Keratitis – Recurrent keratitis can be of various types:
Infectious epithelial keratitis
Immune stromal keratitis
Necrotizing stromal keratitis
Infectious Epithelial Keratitis
This could start as superficial punctuate lesion which then evolve to form corneal vesicles which stain negatively with fluorescein. These vesicles are virus-laden cells which then lyse to form the classical dendritic corneal ulcer as depicted in Fig. 37.1. The base of the ulcer stains with fluorescein and the edges with rose bengal. If not treated appropriately or in patients inadvertently started on steroids, the dendrite may progress to an amoeboid or geographic ulcer pattern as seen in Fig. 37.2. A form of epithelial keratitis involves localized limbal vascularization, anterior stromal infiltration, and dendritic lesion close to limbus; this entity is called as herpes marginal epithelial keratitis, and the patients are more asymptomatic as compared to the other epithelial keratitis. This marginal keratitis needs to be differentiated from staphylococcal immune keratitis which preferentially occurs at the two and ten or four and eight o’clock meridian with a lucid interval and intact overlying epithelium to begin with, whereas the herpetic marginal keratitis can occur at any sector and has dendritic epithelial defect, and vessels cross the limbus to reach the anterior stroma near the dendrite. Sometimes after the epithelial keratitis heals, a faint sub-epithelial dendrite-like lesion is seen in the anterior stroma called as footprints or ghost figures; these are telltale signs of previous herpetic keratitis [6–8].

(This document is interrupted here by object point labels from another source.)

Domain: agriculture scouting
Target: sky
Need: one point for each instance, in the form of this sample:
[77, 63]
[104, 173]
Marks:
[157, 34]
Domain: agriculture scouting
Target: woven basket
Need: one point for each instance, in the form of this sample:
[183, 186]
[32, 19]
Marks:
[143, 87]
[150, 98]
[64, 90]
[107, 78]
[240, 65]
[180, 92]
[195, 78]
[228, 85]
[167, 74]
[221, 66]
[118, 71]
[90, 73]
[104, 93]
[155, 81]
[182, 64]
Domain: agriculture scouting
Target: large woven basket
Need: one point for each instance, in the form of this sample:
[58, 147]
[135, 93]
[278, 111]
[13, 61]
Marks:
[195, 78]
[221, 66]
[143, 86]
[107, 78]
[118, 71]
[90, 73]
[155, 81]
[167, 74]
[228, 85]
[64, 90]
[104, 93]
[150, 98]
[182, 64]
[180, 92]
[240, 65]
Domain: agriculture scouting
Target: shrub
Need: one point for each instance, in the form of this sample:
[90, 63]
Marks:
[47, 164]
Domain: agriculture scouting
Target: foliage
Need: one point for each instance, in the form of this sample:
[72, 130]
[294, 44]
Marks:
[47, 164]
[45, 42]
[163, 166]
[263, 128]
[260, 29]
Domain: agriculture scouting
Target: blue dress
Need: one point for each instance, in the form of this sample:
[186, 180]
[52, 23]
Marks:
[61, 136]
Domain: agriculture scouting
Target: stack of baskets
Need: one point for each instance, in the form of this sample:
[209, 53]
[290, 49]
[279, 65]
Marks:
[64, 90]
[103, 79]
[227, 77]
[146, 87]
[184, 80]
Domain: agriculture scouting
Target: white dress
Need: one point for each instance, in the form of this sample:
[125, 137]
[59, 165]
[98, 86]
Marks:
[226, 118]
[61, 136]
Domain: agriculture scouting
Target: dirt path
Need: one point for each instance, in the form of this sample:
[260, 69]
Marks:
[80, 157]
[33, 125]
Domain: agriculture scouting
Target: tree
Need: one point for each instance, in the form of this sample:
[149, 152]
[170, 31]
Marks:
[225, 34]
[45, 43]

Classical dendritic lesion stained with fluorescein dye
Conjunctival and corneal geographic ulceration in a patient on systemic immune suppression
Decreased corneal sensations and the relative dry eye state predisposes to neurotrophic corneal ulceration that needs to be differentiated from geographic ulcer which is an infective state. The typical neurotrophic ulcer is an oval-shaped ulcer in the exposed area that has a dry irregular hazy base and smooth rolled edges with heaped up epithelium. Corneal stromal melting, scarring vascularization, and secondary infections are possible complications of neurotrophic ulcer [6–8].
Immune Stromal Keratitis
This is due to antigen-antibody reaction, and clinically there is single or multiple punctate stromal opacities associated with surrounding corneal haze due to inflammation and stromal edema. Edema is secondary to stromal inflammation rather than endothelial dysfunction. As shown in Figs. 37.3 and 37.4, there can be minimal anterior chamber reaction and ciliary flush. Repeated attacks of stromal keratitis and severity of each attack can predispose to corneal vascularization, lipid deposition, and scarring as depicted in Figs. 37.5 and 37.6 [6–8].